The British establishment was rocked this week by shock allegations that Prime Minister David Cameron once placed his flaccid member in the mouth of a dead pig whilst attending a university dining function in the mid 1980s.
These suggestions, made by a former friend and colleague who is in no way making a bitter headline grab to pimp a new book, have gripped the nation, but we can exclusively reveal that the pig in question is not dead but living quietly on a farm near Yeovil, Somerset, and who agreed to speak out on condition of anonymity.
“I don’t see what all the fuss is about. ” He told us. “I mean, Christ, I’m the one who had Dave’s elephantine p***s placed gently in my mouth and you don’t see me bitching about it, do you?”
He continued by adding: “Why do people have to make something beautiful seem so dirty? And surely it’s no worse than the Labour Party putting their k**bs in the willing mouths of the Trade Unions every thirty seconds.”

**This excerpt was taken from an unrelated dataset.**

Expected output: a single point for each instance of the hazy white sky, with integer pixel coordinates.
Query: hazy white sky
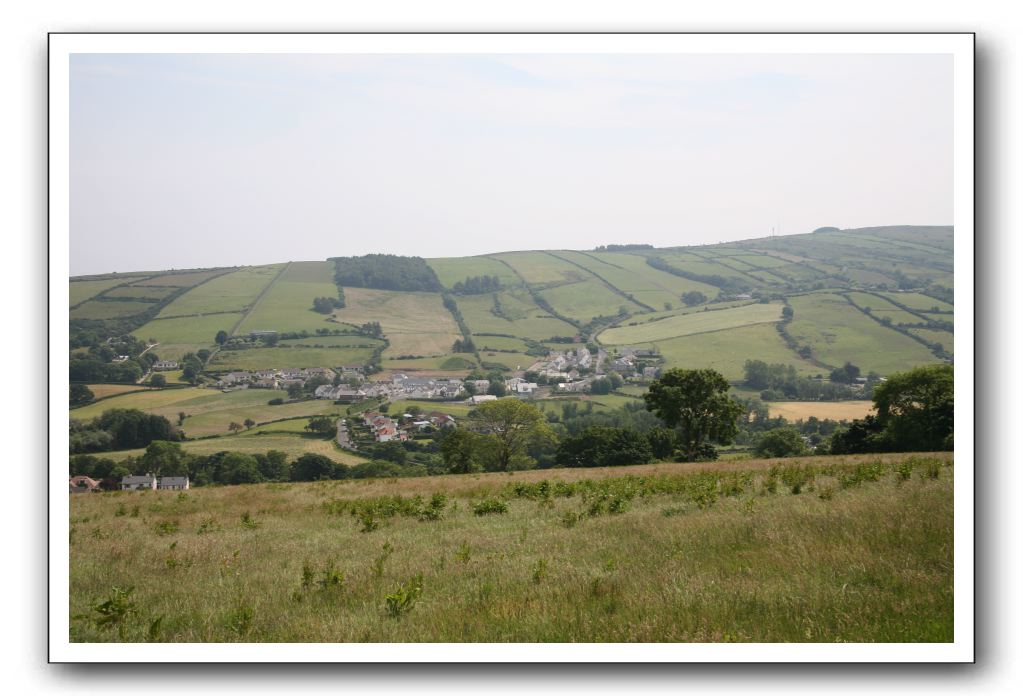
(187, 161)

“Christ, just look at any British public school; you take a bunch of semi-inbred adolescent toffs and stick them in a glorified gulag for five years and you’d be amazed where their penises end up. My friend Corkscrew didn’t get his nickname from his love of wine. you know. If we start holding that s**t against people then there’s going to be an awful lot of folk who went to Harrow and Eton getting real nervous, real fast.”
When asked how things were left with the Prime Minister after the night in question the Pig told me:
“Me and big D stayed friends for a while, but we just drifted apart. It’s sad, but, well, I guess it happens.”
The Prime Minister was unavailable for comment at this time.